But how did this happen in a true tropical paradise?

For thousands of years, the natives of Nauru lived like other Polynesians: they fished (but didn’t hunt, because no mammals are native to the island) picked coconuts and tropical fruit, and were remarkably healthy. This idyll endured until the mid-20th century, when the island was first occupied by the Japanese army during World War Two, then liberated by the Australians, before the island proclaimed its independence. At around this time someone first noticed that the reason a large part of the island was uninhabitable was because 90% of the territory is covered in a layer of phosphate several meters thick. This, incidentally, was formed from the feces of seabirds accumulating over long centuries.

From the 1960s onwards, this phosphate was extracted by open-cast mining, and this brought huge sums of money to the island, compounded by the fact that it became a paradise of tax dodging and money laundering. Individual income tax has been abolished, and there was a period when anyone could establish an officially recognized bank on Nauru – all you needed was to put up $25,000, and no further questions were asked. In the 1970s Nauru had the highest GDP per capital on the planet. With huge sums of money at its disposal, the government launched a series of seemingly random investments, buying up hotel chains in Australia and launching a national airline. At one point they had so many Boeings that they could have put 20% of the country’s population aboard them at the same time.
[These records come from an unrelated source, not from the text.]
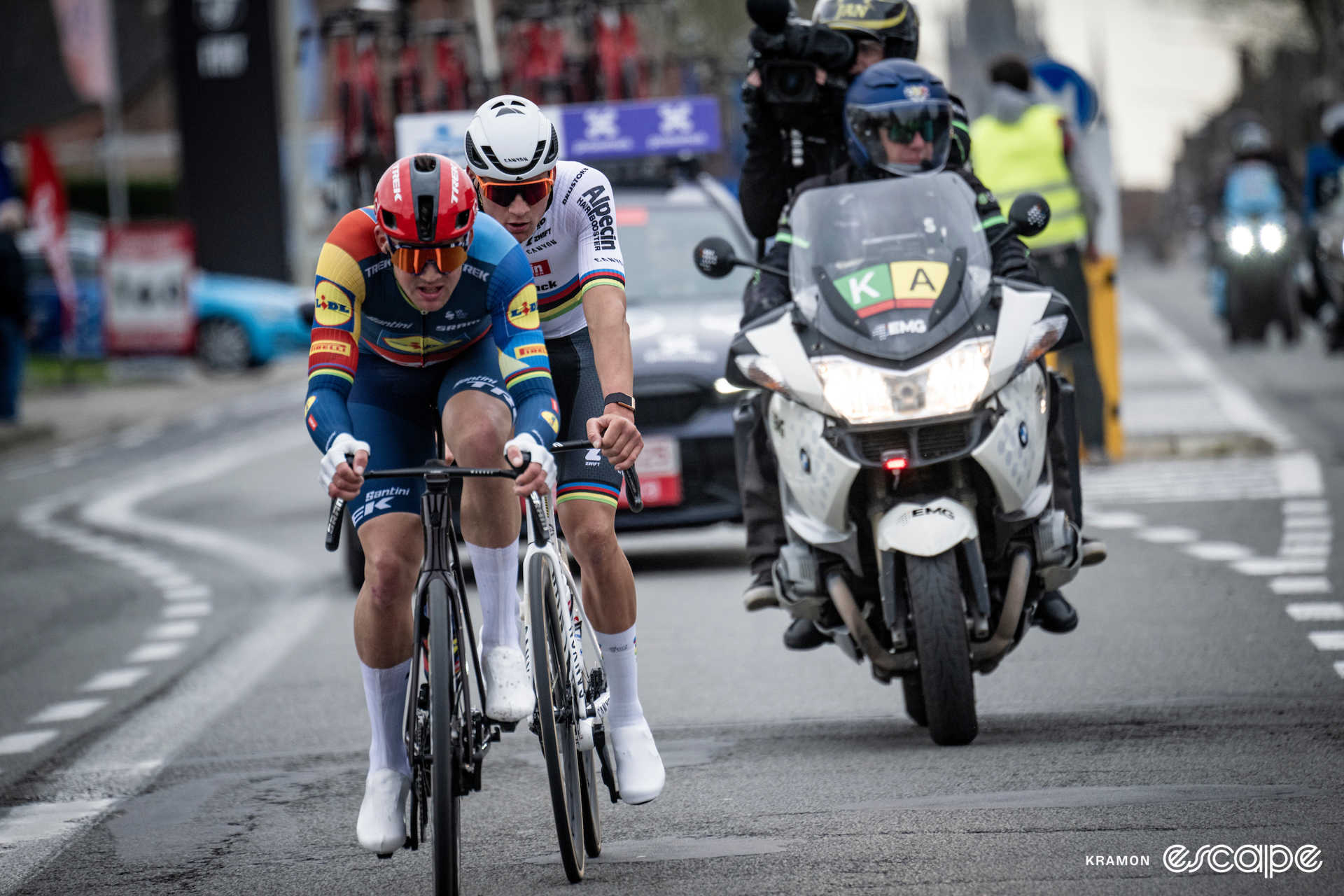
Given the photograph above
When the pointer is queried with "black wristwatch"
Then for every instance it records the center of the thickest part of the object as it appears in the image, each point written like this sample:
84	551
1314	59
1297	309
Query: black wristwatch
620	398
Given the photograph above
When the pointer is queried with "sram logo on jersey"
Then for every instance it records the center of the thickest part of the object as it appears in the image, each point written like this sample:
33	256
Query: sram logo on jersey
522	311
332	307
598	207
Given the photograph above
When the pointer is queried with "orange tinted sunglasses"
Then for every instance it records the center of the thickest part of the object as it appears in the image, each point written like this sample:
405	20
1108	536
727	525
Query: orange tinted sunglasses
414	258
533	191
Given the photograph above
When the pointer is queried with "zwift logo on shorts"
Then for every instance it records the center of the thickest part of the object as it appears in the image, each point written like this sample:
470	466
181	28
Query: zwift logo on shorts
1249	859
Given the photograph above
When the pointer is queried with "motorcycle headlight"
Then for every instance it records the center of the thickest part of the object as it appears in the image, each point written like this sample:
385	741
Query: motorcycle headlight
1273	238
948	384
1241	239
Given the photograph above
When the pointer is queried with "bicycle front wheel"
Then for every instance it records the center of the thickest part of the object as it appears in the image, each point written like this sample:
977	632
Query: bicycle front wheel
555	711
445	736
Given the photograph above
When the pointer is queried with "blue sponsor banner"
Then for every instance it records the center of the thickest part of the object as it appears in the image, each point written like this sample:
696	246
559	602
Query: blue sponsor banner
641	128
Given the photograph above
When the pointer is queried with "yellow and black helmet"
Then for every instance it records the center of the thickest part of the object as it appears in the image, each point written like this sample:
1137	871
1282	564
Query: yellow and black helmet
895	23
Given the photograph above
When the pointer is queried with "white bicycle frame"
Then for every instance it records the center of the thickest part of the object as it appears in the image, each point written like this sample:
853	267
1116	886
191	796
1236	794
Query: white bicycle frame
580	645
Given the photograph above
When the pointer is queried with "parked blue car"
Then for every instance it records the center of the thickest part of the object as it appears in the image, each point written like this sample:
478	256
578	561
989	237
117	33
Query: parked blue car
241	321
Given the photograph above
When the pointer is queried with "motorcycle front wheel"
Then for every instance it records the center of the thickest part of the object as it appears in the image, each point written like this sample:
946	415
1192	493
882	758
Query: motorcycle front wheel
940	617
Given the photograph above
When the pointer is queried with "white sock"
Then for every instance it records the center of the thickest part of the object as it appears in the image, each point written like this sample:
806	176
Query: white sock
622	678
496	583
385	692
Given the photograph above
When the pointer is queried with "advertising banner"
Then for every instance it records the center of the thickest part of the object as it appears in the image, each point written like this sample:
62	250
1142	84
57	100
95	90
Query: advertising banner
625	130
147	270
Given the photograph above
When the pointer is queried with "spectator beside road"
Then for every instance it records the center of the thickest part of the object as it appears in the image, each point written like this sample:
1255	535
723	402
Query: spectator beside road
14	311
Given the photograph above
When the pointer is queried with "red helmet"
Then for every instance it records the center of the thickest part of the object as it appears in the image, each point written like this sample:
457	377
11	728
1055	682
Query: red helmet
425	199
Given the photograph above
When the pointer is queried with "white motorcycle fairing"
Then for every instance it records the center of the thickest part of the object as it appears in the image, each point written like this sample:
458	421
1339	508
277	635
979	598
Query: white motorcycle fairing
926	530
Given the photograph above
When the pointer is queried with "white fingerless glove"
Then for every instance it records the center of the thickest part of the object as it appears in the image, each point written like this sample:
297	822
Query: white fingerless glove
539	454
342	445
It wasn’t just the government that had no idea what to do with this newfound wealth, however – its citizens were equally at a loss. Nauruans stopped working, since they could live perfectly well without it. Today 90% of the country’s population is unemployed, and 95% of those who do have jobs are employed by the state. They also gave up fishing and cultivating fruit, and replaced these with the culinary habits of Australia – a scary number, for instance, took to drinking large quantities of sugary soda every day. Since obesity had once been a signifier of prosperity, honor, and high social status, nobody worried too much as the entire population began to put on weight.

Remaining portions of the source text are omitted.